When Howard Carter and Lord Carnarvon first discovered the chambers of treasures of the 18th Dynasty pharaoh Tutankhamun in 1922, it was a phenomenal event in historical discovery. One remarkable, though tiny, component of that haul was result of a phenomenal event that occurred 28 million years earlier. The impact of this incomprehensively ancient comet that had come hurtling through the cosmos to collide with the Earth, created a component which was subsequently used as the centerpiece of King Tut’s brooch.
Small but Significant
The findings at the tomb of Tutankhamun were numerous and a small artifact such as a brooch might be over-shadowed by the weightier items. But oftentimes unassuming items have a deeper story than is at first evident.
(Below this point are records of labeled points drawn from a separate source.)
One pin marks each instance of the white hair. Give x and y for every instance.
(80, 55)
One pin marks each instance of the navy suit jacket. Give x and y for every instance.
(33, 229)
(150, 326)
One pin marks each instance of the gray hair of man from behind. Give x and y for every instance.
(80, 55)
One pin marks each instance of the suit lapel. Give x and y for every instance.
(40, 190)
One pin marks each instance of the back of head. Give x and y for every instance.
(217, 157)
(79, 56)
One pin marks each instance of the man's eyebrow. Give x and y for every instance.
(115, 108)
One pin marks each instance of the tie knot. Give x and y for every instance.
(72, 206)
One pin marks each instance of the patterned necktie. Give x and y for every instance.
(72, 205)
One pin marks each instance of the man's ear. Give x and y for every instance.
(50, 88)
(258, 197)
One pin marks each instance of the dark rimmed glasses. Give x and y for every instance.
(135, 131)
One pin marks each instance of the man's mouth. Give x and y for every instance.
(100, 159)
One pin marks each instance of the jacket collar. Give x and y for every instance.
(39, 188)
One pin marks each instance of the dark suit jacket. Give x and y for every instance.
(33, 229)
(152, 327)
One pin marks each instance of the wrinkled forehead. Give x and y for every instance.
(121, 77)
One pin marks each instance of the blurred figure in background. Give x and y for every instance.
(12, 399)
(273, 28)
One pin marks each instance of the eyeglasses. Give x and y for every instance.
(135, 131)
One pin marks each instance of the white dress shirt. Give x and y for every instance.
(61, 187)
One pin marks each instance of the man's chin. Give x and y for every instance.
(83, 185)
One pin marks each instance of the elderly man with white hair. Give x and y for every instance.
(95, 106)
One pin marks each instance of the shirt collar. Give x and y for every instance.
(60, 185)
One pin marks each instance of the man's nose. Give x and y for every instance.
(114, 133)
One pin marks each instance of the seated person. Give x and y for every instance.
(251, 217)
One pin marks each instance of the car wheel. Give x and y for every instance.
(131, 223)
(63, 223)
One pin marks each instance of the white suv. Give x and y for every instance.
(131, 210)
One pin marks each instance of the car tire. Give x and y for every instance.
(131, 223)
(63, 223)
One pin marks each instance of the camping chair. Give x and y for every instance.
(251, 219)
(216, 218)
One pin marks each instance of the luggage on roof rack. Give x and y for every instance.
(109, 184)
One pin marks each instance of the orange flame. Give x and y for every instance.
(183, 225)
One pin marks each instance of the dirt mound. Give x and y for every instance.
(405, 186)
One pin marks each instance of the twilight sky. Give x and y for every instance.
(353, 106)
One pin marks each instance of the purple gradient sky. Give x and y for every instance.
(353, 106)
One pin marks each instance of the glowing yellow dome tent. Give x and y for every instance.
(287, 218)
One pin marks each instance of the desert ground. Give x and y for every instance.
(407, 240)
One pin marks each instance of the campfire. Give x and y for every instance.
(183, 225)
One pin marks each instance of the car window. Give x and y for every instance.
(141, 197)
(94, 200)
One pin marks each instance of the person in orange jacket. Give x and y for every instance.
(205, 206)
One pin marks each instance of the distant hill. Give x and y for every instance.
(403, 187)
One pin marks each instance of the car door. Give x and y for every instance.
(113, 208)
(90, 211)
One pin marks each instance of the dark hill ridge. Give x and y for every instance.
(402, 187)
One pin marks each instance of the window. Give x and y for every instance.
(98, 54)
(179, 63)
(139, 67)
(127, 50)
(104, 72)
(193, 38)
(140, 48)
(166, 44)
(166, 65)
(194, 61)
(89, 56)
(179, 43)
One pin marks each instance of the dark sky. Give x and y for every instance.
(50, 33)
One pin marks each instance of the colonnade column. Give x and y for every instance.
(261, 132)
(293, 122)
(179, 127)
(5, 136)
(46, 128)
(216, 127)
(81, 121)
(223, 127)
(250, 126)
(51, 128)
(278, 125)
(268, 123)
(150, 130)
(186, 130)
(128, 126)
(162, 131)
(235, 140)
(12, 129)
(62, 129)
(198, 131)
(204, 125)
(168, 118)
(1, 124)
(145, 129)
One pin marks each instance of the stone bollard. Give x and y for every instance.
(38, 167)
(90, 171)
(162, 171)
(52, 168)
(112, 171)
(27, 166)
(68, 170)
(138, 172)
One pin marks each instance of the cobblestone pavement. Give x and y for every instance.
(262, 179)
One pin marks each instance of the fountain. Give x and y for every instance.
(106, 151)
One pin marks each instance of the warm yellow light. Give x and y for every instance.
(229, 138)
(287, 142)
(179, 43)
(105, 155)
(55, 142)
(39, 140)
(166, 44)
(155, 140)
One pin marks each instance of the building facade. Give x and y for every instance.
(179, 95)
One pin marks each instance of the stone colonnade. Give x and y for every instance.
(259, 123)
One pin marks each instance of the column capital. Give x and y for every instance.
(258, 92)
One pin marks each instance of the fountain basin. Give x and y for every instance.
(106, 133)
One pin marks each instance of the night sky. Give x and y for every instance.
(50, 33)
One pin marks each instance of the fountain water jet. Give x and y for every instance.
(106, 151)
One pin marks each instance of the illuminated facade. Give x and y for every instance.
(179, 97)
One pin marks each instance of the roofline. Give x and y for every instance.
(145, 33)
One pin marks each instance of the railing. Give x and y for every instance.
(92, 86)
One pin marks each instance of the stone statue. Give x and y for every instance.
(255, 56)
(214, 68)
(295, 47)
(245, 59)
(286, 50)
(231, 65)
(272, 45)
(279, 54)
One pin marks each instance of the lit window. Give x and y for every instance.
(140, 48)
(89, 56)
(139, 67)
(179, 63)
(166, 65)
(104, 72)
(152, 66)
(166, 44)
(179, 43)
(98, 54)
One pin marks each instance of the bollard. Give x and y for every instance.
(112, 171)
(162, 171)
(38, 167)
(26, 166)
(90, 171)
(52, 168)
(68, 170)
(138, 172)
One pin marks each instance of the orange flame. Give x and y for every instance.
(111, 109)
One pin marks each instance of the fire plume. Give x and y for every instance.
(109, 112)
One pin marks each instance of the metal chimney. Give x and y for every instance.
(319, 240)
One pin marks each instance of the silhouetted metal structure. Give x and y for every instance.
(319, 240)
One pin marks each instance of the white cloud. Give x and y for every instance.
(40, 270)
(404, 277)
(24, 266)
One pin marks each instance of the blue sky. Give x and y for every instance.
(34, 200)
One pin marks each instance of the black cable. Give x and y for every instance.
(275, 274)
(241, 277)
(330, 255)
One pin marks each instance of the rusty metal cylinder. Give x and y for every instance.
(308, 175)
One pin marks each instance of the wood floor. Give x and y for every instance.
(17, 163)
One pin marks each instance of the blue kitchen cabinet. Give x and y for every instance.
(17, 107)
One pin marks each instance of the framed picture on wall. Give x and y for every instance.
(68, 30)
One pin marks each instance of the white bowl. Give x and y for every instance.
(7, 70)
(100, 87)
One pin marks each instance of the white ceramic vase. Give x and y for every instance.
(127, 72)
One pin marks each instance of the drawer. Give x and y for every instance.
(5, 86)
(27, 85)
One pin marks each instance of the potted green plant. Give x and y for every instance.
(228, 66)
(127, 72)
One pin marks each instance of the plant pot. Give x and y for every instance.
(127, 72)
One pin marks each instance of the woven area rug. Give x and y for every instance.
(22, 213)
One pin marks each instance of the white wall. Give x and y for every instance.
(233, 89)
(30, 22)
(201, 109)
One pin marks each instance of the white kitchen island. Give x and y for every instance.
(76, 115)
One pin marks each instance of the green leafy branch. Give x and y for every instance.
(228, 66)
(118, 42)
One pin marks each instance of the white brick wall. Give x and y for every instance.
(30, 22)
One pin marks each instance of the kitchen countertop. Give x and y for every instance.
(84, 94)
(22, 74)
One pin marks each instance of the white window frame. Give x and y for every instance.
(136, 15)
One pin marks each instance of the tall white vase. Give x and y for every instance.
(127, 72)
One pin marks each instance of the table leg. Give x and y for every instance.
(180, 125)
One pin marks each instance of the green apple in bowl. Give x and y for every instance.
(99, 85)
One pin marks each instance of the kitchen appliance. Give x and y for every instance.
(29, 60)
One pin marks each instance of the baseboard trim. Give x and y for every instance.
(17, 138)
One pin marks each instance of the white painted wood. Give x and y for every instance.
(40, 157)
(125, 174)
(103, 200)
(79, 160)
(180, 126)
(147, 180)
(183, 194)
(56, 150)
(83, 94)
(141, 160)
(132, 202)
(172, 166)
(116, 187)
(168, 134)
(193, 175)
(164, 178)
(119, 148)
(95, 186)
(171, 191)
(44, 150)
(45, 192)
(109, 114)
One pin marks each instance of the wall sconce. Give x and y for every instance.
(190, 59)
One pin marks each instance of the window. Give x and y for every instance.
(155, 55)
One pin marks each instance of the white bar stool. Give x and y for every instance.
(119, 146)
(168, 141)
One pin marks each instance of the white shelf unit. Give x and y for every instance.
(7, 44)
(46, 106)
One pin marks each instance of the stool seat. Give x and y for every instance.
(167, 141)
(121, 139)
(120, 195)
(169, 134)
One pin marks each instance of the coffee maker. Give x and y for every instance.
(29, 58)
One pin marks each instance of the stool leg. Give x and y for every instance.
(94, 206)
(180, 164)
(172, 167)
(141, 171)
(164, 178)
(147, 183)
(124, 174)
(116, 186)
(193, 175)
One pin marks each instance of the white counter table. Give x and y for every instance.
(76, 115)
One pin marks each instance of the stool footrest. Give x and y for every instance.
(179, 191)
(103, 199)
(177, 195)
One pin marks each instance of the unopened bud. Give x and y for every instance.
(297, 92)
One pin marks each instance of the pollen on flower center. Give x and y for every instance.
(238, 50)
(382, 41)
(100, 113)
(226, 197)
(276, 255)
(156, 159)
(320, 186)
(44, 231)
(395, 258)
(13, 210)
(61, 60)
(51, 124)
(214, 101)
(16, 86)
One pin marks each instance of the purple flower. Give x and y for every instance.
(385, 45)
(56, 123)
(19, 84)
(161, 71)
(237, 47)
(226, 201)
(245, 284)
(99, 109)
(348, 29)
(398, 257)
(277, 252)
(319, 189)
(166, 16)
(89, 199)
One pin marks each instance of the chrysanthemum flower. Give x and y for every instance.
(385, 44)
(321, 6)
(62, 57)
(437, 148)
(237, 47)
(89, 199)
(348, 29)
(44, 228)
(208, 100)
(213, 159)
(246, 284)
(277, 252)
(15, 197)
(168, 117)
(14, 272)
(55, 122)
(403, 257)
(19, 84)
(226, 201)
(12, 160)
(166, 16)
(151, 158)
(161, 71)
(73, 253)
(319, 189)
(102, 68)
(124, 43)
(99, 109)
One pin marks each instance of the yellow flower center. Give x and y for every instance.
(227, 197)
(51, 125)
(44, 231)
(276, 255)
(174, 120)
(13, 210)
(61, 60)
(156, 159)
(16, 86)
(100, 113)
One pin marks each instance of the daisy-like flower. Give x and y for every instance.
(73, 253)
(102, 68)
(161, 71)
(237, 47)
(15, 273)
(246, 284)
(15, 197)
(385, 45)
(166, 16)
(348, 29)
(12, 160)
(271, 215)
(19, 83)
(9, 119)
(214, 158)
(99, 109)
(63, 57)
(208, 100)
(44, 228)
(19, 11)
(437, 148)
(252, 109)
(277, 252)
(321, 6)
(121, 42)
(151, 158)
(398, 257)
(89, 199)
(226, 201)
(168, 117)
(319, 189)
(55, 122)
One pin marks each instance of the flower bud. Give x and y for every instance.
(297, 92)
This impressively preserved brooch has such a deep history it could not be imagined and it came to light only through thorough research from multiple disciplines. The brooch contains a striking yellow-brown scarab composed of a yellow silica glass stone procured from the sand of the Sahara and then shaped and polished by some ancient Egyptian artisan. It is this scarab that has perhaps the most interesting history of all.
Unlocking the Sands of Time
Chemical analysis revealed that the silica glass from this desert was originally formed 28 million years ago, when a comet entered the earth's atmosphere above Egypt. The sand beneath it was heated to a temperature of about 2,000 degrees Celsius and resulted in the formation of a huge amount of the yellow silica glass, which lies scattered over a 6,000-square kilometer area in the Sahara Desert.
The silica glass was one of the clues that led Professor Jan Kramers of the University of Johannesburg, South Africa, and colleagues to the remarkable discovery. The other key find was a small black diamond-bearing pebble, which the researchers named ‘Hypatia’, that had been found by an Egyptian geologist several years earlier. This gave the clues needed to detect the cataclysmic event and the resulting composition of the desert. The detection of tiny diamonds within the stone which are the result of extreme pressure usually deep within the earth’s crust showed it to be remarkable. This pebble was found on the surface and so the diamonds formed were the result of a massive shock – an impact of some kind. The study team’s conclusions were that the pebble represented the very first known specimen of a comet nucleus (rather than an ordinary meteorite) and provided the first definitive proof of a comet striking Earth millions of years ago.
Comet material had never been found on Earth before except as microscopic sized dust particles in the upper atmosphere and in Antarctic ice. Space agencies have spent billions to secure the smallest amounts of pristine comet matter and bring it back to Earth, but Kramers and her team have a new approach for studying this material without having to go to space to get it.
“Comets contain the very secrets to unlocking the formation of our solar system and this discovery gives us an unprecedented opportunity to study comet material first hand," said Professor David Block of Wits University, a key researcher on the team.
To date the research program has developed into an international collaborative including scientists drawn from a variety of disciplines.